After a false start in the dinghy park when I thought I was racing, but wasn’t, I returned to the office to finish off a piece of work and returned to the waterfront after the start and early part of the first race. Sailing course X1, which requires three roundings of the weather mark and a downwind finish, the fleet was being led by Conor & James Clancy (14807). Distinguished by their blue spinnaker, the other four boats each having a red one, they were easy to follow and were in a comfortable 1st place. The next three boats were Phil Lawton & Stephen Oram (15061), Cariosa Power & Marie Barry (14854) and Frank Miller & Ed Butler (14713), followed by Mary Chambers & Brenda McGuire (14865).
It seems that Miller & Butler had gone for the pin and an inshore approach to the weather mark and for the second week in a row Miller found that his pioneering spirit wasn’t rewarded. This time, with High Water at 18:51 relative to a 19:03 start, one might have thought that going inside, out of a just turned tide, would be the way to go. The wind gods and their shifts put paid to that logic. However, Miller and Butler edged their way back into the race and by the last weather mark they were in close company with Power and Lawton. Team Clancy had taken a more inshore route to the finish, but what I thought was Lawton & Oram gybing immediately at the weather mark to take the chasing group offshore was in fact Miller & Butler, rounding third behind Power & Barry with Lawton & Oram following suit.
With these three sailing away from me, even under binoculars it was difficult to follow their relative positions so again, what I thought was a 2nd place finish for Power & Barry turned out to be a third behind Miller & Butler.
Under what was now a blanket of grey cloud, the second race of the evening commenced with the course set as W2, two laps of a Windward/Leeward with an upwind finish to a committee boat that would relocate to a position in the lee of the East Pier. Miller & Butler went inshore again, followed soon afterwards by Chambers & McGuire. The other three went offshore.

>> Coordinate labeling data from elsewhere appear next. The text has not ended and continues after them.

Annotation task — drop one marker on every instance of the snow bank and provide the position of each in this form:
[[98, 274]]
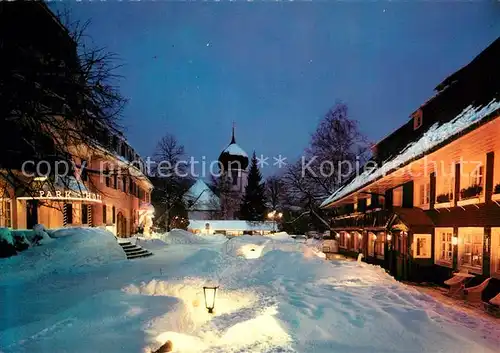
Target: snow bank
[[73, 249]]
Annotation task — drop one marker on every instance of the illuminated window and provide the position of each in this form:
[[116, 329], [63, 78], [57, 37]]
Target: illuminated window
[[470, 249], [85, 214], [68, 213], [380, 245], [104, 215], [422, 246], [371, 244], [444, 247], [5, 212], [424, 194], [476, 177], [417, 119], [397, 197]]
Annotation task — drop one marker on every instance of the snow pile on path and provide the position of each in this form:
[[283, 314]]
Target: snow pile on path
[[253, 247], [73, 249], [179, 236]]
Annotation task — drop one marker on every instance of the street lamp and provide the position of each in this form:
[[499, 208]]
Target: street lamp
[[209, 293]]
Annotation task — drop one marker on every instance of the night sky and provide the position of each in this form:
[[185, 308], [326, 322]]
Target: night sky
[[191, 69]]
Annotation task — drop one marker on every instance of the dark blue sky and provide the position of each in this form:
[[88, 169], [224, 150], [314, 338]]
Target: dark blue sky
[[191, 69]]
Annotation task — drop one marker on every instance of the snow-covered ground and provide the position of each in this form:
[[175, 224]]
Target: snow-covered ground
[[79, 294]]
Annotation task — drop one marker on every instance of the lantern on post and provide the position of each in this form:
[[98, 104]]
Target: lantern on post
[[209, 294]]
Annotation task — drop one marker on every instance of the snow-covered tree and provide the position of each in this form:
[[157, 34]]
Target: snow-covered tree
[[253, 207]]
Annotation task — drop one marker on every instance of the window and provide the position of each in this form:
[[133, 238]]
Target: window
[[343, 240], [380, 245], [371, 244], [104, 215], [417, 119], [471, 247], [235, 178], [108, 179], [5, 213], [68, 213], [446, 190], [85, 214], [444, 247], [424, 194], [476, 177], [422, 246]]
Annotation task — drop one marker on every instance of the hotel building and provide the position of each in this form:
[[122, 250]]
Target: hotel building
[[431, 206]]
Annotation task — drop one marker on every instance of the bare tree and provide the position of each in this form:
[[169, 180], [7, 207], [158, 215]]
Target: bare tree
[[171, 180], [274, 190], [337, 150]]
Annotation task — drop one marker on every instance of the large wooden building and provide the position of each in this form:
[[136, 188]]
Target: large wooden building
[[428, 202], [112, 188]]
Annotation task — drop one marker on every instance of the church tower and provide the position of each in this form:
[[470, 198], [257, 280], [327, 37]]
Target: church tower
[[233, 162]]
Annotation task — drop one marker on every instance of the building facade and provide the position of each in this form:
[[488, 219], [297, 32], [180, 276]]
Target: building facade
[[233, 180], [428, 204]]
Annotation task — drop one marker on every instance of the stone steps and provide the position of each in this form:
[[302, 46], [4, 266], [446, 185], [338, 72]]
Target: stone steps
[[133, 251]]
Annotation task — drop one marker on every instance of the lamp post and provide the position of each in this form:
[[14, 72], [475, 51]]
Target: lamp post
[[209, 294], [273, 215]]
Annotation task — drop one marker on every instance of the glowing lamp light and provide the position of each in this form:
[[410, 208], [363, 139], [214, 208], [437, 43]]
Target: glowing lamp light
[[209, 293]]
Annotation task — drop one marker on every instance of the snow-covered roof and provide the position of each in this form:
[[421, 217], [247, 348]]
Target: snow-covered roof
[[202, 197], [436, 135], [235, 150], [231, 225]]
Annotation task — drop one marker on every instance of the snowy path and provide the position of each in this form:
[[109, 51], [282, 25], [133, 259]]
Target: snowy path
[[285, 301]]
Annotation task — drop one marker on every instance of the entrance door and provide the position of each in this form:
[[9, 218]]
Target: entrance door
[[31, 213]]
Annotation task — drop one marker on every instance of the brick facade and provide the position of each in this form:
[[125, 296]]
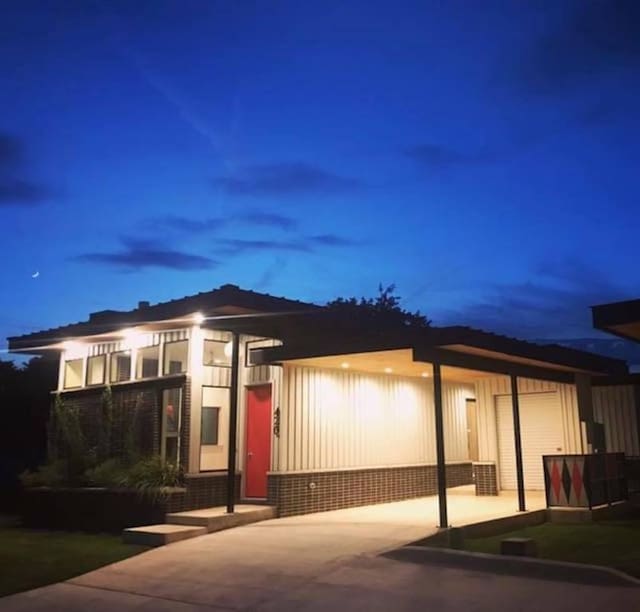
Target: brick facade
[[203, 491], [305, 492], [486, 479]]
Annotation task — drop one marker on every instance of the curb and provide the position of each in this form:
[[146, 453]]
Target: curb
[[526, 567]]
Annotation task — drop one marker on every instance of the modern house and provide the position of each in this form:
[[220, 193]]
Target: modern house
[[267, 398]]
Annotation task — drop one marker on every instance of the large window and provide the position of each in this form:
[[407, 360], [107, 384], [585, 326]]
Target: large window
[[175, 357], [147, 362], [73, 373], [209, 426], [96, 370], [217, 352], [120, 366], [171, 409]]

It quickly became apparent that Lawton & Oram had found their groove and even by the first weather mark they were comfortably ahead. Thereafter the order was Clancy, Power, Miller and Chambers. Nothing changed down the off-wind leg and up the next beat Lawton went inshore, while the others went offshore to varying degrees. Lawton & Oram stretched their lead throughout the race with a lead of over two minutes at the finish (2:05). At the 2nd rounding of the weather mark, even from my vantage point, Clancy seemed to hit the mark and that view appeared to be vindicated when he took turns immediately afterwards. However, it didn’t cost him any places.
Up the last beat, with Lawton/Oram long gone, Power and Barry worked the inshore half of the beat relative to the others who were further offshore. Their adventurism was rewarded when on crossing the course, offshore to inshore, Clancy found himself astern of the ladies and in third place.
At the post mortem, in the DMYC after racing, the participants were delighted to find themselves in the company of the Moodys – Ann, Will and Matthew – over in Dublin for a few days.